To all our friends and family, our marriage was great. We were both loving and courteous to each other in public, but behind closed doors it was an entirely different story. We rarely had sex and more closely resembled roommates that didn't get along. And although forgetting my birthday was small in the grand picture, it was basically the last straw for me. 

While It only took me a minute to decide I was not going to live like that anymore. It took nearly three weeks to decide how I was going to get there. Divorce or try to fix it. To tell you the truth, divorce was the front runner for a while. I was done. But in the end I felt that I could not give up with out a fight. In my head, I felt that if I tried that I could at least blame the failed marriage on her. 

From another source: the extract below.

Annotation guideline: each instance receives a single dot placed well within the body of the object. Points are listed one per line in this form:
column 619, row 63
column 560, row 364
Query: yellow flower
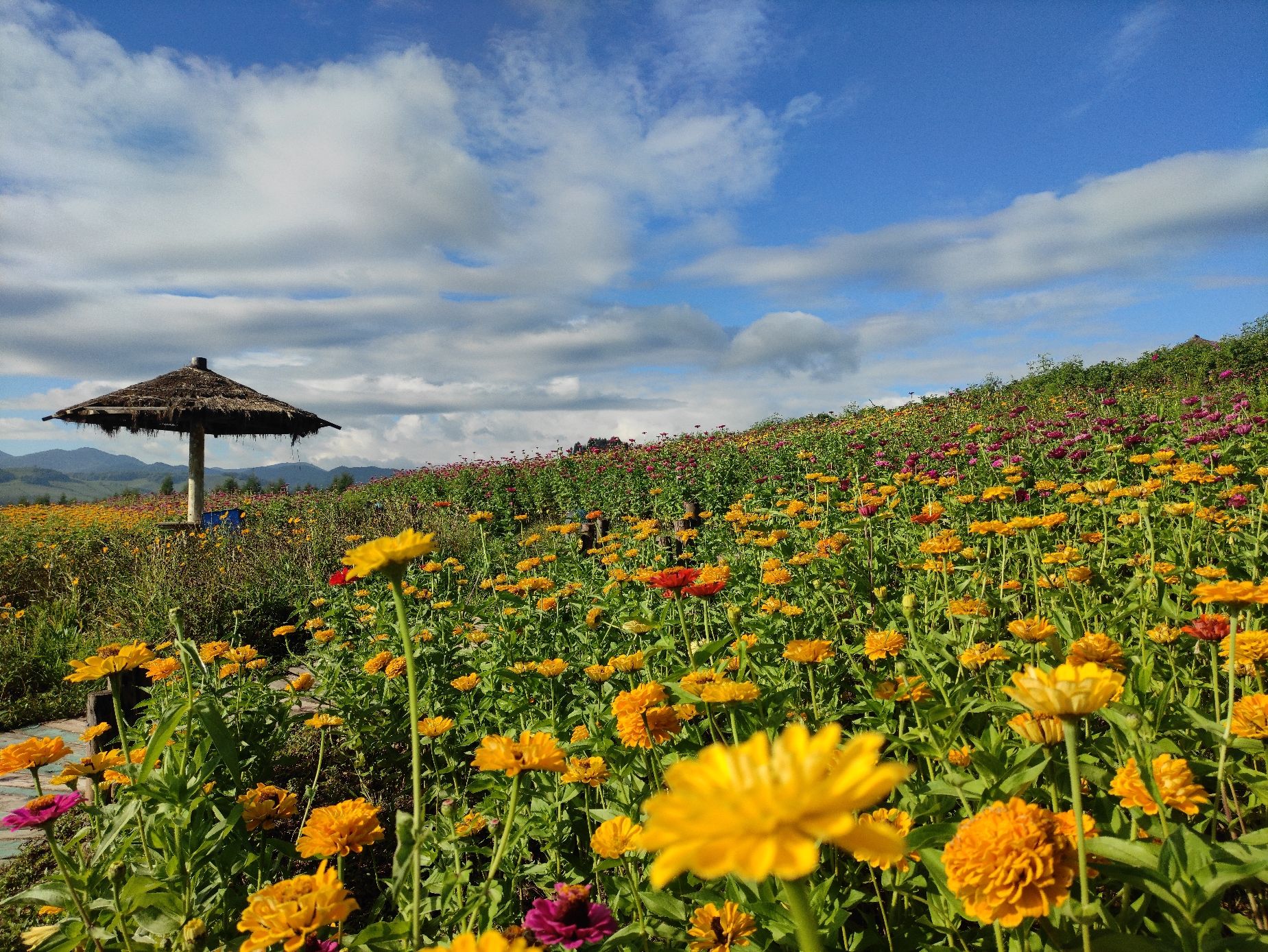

So with that I started working on changing. I had a lot of bad habits and I just plain didn't treat her very good. I felt that I needed to change these no matter who I was with. To my surprise it was less than a month later that she came on board and started working with me to make positive changes in ourselves and the marriage. She actually shocked me by announcing that we would have sex twice a week. A stunned Ok was all I could muster upon hearing that. 

While it has not been an easy year, it has been a productive one. Each of us has changed a lot. I probably changed faster early on, with her picking up the pace as this summer came on. We both attended counseling, and she went to see a woman in Texas to get help dealing with her childhood sexual abuse. I tell you that woman did more for her in four days than a year of counseling did. I also got my anger under control. Things that would have sent me into a rage a year ago, barely get a reaction from me today. But In the end, her resolving her issues from her abuse was the key to saving our marriage. 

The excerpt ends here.